Egli sa che Carol è in grado di capire e sa che può fare meglio le sue scelte se conosce tutte le pedine sulla scacchiera.

La donna dolce e innocente che interpreti è piuttosto astuta. Con me ha funzionato. Ti integri, ottieni la fiducia, pendi quello che ti serve e poi te ne vai. Come se non ci fossi mai stata.

Voglio solo andare. Via.

Ezekiel si racconta per far capire a Carol che il circo che ha visto non è poi così irreale. La speranza è davvero la Stella Polare del Sovrano, egli crede in un mondo migliore, crede che non possa essere tutto orribile. Su queste convinzioni ha costruito il suo Regno. Egli non ha paura di dire che quel ruolo gli piace, che mente alla sua gente perchè è necessario e che Carol deve solo guarire perchè è ferita dentro.
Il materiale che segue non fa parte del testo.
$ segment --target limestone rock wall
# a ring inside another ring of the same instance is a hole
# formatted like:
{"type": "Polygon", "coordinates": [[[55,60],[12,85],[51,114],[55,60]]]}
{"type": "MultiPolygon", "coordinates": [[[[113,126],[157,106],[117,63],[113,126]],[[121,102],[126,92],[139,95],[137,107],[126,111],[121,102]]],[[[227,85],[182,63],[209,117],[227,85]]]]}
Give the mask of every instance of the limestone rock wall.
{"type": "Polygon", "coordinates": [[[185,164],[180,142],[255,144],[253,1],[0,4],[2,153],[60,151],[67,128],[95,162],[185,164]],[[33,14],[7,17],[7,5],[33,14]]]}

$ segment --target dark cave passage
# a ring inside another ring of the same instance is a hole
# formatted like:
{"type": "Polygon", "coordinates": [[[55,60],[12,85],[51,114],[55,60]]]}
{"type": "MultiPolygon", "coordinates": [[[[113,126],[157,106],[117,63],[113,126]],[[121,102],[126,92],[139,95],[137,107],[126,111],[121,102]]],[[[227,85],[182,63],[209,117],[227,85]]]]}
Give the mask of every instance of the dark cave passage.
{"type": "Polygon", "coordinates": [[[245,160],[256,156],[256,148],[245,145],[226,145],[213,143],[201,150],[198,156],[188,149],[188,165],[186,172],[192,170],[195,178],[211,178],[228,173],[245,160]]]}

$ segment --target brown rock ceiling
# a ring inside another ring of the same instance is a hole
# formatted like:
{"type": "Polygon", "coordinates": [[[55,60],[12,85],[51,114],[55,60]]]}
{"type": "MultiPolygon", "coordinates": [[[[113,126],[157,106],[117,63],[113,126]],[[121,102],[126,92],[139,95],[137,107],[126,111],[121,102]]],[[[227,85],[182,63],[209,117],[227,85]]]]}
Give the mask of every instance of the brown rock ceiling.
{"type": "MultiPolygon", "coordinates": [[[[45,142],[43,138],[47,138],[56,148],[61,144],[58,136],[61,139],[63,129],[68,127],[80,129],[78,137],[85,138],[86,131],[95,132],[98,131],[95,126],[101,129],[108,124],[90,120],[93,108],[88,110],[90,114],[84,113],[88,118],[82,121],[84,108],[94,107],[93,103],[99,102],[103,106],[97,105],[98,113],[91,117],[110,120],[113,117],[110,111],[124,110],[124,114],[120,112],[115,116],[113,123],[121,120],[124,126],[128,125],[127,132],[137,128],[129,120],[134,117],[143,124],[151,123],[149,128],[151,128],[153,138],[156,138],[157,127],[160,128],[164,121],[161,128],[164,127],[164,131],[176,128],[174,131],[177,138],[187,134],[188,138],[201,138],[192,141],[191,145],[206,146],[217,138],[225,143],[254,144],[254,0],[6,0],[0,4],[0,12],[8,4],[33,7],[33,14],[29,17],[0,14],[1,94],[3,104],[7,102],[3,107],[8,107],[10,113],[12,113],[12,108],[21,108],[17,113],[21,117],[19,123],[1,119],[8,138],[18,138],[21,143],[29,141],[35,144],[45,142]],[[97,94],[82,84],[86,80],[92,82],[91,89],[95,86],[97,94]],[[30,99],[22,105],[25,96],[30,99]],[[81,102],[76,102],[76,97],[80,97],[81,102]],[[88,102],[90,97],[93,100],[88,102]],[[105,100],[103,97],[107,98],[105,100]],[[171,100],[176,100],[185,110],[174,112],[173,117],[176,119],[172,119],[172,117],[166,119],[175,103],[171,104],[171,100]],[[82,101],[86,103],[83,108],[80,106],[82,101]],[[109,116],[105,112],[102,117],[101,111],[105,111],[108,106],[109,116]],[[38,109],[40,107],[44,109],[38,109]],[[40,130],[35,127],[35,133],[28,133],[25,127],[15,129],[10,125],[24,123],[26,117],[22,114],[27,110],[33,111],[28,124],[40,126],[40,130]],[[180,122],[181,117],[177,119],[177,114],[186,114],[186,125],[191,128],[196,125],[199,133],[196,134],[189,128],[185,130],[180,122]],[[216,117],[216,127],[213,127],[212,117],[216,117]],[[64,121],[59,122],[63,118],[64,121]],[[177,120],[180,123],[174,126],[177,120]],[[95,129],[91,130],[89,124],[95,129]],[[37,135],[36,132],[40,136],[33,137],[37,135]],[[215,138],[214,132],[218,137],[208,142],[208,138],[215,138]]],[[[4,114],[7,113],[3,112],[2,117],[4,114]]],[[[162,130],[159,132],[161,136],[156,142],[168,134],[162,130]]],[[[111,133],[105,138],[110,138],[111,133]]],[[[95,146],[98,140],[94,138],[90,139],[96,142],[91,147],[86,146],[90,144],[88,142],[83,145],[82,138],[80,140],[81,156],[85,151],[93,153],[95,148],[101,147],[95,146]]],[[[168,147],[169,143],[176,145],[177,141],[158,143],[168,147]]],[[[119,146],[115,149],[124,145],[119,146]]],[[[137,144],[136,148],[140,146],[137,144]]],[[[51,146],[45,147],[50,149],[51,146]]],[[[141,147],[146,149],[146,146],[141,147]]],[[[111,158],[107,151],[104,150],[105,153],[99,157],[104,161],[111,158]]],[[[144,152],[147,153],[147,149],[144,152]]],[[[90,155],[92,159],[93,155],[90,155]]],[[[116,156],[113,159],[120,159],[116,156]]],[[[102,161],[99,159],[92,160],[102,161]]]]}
Carol ha bisogno di questo. Di sapere che ha un luogo in cui tornare, ma in cui non deve tornare per forza. Che può pensare a se stessa senza dover uccidere per altri, almeno per un po’. Che può smettere di fingere, perchè ci sono persone che la hanno capita davvero. E in quella casa, non distante dal Regno, forse riuscirà a ritrovare se stessa.